Fractional Factorial Designs - Part 1
You want to find out what impacts one of the key output variables from your process. Suppose your process involves a stirred batch reactor. Your product is a chemical and the purity of that chemical is critical to customers. You would like to improve the chemical's purity. There are several factors you think might impact the purity - temperature, pressure, residence time, raw material purity, etc. How do you find out which factors impact the product purity significantly and by how much?
You accomplish this by using experimental design techniques. An experimental design is a planned experiment to determine, with a minimum number of runs, what factors have a significant effect on a product response and how large the effect is to find the optimum set of operating conditions.
This month’s publication examines two-level fractional factorial experimental designs. This type of design is useful when you want to examine 4 or more factors. With fewer factors, you can perform a full factorial experimental design. In this publication:
- Experimental Design Terminology Review
- Two-Level Full Factorial Design Review
- Main Effects and Interaction Review
- Design Table Review
- Analysis of Experimental Design Results
- Fractional Factorial Design Layout
- Design Resolution
- Quick Links
Experimental Design Terminology Review
There are four previous articles dealing with experimental design in our SPC Knowledge Base. We will review some of the material below but, if you want more information, you can access these articles here. Below are some of the terms used in experimental design.
A factor is a variable over which there is direct control. It is the independent variable in statistical terms. Examples of factors include reaction temperature, reaction pressure, residence time, flow rate, different operators, different shifts, different raw materials, and different lots.
The level of a factor refers to the value of the factor used in an experimental run. For example, if reactor pressure is a factor used in an experiment, two possible levels are 150 PSIG and 200 PSIG.

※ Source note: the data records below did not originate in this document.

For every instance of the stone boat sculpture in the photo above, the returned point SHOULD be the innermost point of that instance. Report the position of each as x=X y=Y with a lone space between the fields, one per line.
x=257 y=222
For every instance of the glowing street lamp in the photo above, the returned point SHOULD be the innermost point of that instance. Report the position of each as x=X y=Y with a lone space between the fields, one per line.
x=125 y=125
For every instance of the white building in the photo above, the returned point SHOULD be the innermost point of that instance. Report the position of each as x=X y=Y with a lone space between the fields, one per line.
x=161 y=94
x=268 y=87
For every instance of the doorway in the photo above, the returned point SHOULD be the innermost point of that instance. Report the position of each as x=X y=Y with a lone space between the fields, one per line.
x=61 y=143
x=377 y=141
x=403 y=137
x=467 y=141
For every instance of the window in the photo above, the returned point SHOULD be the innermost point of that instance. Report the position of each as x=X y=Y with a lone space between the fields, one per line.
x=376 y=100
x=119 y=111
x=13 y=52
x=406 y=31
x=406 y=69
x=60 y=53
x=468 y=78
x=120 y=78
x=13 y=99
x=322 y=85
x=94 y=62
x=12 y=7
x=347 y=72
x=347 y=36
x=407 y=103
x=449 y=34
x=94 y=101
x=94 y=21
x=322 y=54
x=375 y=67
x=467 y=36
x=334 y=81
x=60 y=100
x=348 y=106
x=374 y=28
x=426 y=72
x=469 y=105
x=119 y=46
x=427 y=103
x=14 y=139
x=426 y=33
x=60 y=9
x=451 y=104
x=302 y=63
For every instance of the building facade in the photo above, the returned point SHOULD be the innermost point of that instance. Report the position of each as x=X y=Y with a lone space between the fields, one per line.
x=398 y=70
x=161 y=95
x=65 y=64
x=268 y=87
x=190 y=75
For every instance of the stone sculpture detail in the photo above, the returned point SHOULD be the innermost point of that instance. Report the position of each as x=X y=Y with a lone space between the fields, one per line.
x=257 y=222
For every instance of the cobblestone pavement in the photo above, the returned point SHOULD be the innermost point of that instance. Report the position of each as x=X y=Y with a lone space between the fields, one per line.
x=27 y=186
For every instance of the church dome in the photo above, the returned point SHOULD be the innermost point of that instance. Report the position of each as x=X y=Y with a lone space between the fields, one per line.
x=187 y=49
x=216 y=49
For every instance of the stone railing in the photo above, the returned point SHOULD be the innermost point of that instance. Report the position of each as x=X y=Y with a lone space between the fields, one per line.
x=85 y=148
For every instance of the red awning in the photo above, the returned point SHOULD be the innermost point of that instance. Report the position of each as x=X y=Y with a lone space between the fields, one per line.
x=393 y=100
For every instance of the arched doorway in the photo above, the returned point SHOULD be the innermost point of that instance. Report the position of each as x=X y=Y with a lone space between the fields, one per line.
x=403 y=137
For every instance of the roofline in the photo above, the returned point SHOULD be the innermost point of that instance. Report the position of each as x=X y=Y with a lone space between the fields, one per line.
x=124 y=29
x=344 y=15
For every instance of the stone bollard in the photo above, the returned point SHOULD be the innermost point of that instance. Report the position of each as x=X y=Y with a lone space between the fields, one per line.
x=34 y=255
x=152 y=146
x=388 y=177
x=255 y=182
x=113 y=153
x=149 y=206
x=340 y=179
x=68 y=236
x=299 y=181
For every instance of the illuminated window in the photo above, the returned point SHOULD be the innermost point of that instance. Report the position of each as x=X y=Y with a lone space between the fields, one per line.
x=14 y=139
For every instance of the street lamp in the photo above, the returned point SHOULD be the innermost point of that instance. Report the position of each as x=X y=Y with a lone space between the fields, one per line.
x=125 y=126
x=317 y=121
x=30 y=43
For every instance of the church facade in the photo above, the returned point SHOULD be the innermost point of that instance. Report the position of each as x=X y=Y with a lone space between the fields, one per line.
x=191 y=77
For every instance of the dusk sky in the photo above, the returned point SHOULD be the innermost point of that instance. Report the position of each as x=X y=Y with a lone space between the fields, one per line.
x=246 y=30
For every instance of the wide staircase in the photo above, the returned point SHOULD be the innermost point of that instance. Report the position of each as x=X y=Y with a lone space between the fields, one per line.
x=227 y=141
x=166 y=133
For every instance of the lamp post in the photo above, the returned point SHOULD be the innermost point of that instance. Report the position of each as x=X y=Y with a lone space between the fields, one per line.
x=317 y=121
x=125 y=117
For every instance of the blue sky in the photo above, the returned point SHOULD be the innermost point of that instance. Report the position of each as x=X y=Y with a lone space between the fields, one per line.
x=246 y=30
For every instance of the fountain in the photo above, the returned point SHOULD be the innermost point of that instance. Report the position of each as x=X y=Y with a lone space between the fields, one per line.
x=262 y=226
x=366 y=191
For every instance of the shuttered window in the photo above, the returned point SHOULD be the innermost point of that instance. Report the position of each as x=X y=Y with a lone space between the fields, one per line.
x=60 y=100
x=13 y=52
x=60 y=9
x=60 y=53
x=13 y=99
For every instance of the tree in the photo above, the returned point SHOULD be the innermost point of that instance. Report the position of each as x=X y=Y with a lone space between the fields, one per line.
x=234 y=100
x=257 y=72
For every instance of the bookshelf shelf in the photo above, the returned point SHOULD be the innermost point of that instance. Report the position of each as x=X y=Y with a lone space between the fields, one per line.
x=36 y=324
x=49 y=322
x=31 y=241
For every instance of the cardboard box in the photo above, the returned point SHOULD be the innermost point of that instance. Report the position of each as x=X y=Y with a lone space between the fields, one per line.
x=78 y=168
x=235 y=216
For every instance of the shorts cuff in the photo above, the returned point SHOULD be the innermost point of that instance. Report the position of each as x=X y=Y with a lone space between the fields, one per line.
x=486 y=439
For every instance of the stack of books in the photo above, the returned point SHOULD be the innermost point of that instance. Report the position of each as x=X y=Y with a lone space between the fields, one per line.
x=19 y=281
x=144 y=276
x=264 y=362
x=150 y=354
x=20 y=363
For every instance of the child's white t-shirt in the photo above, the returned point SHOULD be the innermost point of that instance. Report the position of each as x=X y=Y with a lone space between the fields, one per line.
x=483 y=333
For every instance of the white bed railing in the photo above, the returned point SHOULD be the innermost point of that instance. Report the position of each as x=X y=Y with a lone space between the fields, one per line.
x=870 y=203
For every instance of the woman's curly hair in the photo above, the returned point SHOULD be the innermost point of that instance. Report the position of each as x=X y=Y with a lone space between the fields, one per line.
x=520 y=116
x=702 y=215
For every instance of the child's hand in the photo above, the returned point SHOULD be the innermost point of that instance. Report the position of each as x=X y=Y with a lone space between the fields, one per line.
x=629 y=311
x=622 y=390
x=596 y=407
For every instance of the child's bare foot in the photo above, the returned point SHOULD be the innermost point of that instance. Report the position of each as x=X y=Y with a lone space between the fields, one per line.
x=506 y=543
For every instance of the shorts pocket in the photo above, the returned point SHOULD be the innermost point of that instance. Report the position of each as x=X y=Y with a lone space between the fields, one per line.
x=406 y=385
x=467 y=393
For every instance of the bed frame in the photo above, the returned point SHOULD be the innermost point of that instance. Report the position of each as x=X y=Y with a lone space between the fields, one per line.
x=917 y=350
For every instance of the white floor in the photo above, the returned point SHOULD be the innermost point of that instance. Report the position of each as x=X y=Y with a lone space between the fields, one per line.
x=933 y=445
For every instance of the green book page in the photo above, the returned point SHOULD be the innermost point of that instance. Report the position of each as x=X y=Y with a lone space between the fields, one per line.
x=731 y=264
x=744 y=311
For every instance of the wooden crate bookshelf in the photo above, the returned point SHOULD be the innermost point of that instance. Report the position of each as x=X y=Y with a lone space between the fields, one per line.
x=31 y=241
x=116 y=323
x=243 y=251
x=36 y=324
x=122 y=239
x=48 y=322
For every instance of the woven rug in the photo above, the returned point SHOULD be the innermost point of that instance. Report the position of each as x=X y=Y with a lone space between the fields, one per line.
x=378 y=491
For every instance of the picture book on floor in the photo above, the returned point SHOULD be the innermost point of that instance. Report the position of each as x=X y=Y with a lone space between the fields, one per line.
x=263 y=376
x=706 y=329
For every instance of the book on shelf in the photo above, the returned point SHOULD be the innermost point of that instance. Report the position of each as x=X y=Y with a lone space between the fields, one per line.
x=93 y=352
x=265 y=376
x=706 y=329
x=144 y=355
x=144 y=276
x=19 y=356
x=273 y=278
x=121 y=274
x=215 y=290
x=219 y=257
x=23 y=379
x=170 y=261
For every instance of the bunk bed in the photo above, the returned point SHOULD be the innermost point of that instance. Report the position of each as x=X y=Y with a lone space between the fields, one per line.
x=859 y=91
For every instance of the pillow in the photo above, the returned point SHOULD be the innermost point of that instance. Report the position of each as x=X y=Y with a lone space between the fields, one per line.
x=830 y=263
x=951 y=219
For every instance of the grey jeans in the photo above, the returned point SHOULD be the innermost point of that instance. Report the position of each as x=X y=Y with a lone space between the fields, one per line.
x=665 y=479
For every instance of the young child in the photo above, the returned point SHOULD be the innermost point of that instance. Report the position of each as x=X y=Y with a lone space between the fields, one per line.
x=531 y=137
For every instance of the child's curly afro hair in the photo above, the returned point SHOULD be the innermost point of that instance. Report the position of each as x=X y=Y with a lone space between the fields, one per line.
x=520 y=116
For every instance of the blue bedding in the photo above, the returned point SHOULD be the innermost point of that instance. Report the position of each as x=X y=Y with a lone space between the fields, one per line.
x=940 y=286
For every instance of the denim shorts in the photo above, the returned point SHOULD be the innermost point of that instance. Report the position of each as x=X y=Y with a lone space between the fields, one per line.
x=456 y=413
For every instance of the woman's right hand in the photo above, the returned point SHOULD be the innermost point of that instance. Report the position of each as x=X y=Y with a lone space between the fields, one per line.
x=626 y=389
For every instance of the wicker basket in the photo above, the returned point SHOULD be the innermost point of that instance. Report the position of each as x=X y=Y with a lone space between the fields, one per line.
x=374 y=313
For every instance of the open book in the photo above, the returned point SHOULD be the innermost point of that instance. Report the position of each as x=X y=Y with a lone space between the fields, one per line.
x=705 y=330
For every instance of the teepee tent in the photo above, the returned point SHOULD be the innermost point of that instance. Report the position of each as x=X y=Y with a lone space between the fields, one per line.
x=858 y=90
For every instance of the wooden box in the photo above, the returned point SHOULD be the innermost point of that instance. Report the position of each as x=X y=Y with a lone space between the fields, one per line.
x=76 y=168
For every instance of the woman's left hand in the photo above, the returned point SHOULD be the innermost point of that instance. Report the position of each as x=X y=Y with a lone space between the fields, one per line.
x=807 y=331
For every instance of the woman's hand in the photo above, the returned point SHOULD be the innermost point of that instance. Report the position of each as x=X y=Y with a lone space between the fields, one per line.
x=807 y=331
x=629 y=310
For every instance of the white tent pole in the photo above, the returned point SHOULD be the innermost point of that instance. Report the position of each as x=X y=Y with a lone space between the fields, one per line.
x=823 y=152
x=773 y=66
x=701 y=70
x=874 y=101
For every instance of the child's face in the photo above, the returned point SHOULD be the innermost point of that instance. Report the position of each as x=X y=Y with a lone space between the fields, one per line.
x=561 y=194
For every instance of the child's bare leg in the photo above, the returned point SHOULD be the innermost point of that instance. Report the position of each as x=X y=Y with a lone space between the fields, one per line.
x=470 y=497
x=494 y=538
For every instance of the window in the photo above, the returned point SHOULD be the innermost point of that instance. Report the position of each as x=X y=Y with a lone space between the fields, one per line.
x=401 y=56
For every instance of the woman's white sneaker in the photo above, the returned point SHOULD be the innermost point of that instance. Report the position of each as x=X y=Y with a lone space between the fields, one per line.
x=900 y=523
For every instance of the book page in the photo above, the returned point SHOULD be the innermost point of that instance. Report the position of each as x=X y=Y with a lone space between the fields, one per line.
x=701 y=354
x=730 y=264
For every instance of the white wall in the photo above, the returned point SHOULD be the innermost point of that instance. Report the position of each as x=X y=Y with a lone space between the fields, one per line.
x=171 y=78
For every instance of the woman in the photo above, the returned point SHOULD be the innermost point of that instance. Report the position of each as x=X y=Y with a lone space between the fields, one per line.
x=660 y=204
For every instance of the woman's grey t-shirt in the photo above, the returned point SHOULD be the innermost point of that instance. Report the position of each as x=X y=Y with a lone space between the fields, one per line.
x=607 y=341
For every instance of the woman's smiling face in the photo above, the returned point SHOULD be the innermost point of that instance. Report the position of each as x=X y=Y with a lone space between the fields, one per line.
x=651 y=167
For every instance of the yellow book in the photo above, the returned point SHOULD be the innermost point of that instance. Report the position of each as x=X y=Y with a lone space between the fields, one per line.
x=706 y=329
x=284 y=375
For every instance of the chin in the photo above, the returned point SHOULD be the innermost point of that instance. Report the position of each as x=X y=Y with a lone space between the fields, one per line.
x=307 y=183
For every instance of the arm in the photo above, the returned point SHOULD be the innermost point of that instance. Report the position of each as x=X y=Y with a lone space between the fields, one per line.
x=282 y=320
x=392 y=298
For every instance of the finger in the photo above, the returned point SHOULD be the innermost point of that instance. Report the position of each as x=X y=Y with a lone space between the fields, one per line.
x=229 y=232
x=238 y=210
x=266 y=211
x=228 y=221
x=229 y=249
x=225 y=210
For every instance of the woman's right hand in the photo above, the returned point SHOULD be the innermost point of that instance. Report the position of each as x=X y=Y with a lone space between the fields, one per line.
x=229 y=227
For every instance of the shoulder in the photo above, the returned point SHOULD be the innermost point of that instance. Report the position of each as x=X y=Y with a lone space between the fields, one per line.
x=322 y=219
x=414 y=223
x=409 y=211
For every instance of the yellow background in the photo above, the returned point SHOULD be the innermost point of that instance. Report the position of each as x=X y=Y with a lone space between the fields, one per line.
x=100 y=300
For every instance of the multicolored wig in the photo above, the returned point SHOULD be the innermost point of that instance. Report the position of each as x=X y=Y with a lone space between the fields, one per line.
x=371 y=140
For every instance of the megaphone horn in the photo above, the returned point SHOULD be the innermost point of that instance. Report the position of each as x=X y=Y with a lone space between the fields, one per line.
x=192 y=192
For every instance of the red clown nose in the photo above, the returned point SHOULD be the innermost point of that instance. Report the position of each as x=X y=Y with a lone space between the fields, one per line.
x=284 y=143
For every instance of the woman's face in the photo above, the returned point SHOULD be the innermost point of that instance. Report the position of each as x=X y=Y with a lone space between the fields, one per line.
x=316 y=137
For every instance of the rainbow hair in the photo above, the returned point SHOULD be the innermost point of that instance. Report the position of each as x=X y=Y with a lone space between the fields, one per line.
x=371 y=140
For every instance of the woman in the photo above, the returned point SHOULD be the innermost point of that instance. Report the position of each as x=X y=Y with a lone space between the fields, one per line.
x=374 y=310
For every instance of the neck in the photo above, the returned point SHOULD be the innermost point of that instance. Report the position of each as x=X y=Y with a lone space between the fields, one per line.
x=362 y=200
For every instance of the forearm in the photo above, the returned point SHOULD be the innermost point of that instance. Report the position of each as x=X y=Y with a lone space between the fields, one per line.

Fixed factors are factors whose levels in an experiment are set at particular values. The above example of reaction pressure with levels of 150 PSIG and 200 PSIG is an example of a fixed factor. There are also random factors.
A response is a variable whose value depends upon the levels of the factors. It is the dependent variable in statistical terms. Examples of responses include yield, reactor run times, and final product characteristics such as purity, color, density, etc. Cost is also a response variable.
To further develop the terminology associated with experimental design, consider a stirred batch reactor example. Two factors, reactor temperature and residence time, are thought to impact the product purity obtained in a chemical reaction. A planned experiment to investigate this could take the form shown in Table 1. This is a two-level full factorial design.
Table 1: Experimental Design
A treatment or treatment combination is represented by one cell. For example, in cell 1, the treatment is temperature = 50°C and residence time = 30 minutes. A treatment represents the levels of all factors used in a given experimental run. For this experimental design, there are four treatments (r0t0, r0t1, r1t0, and r1t1).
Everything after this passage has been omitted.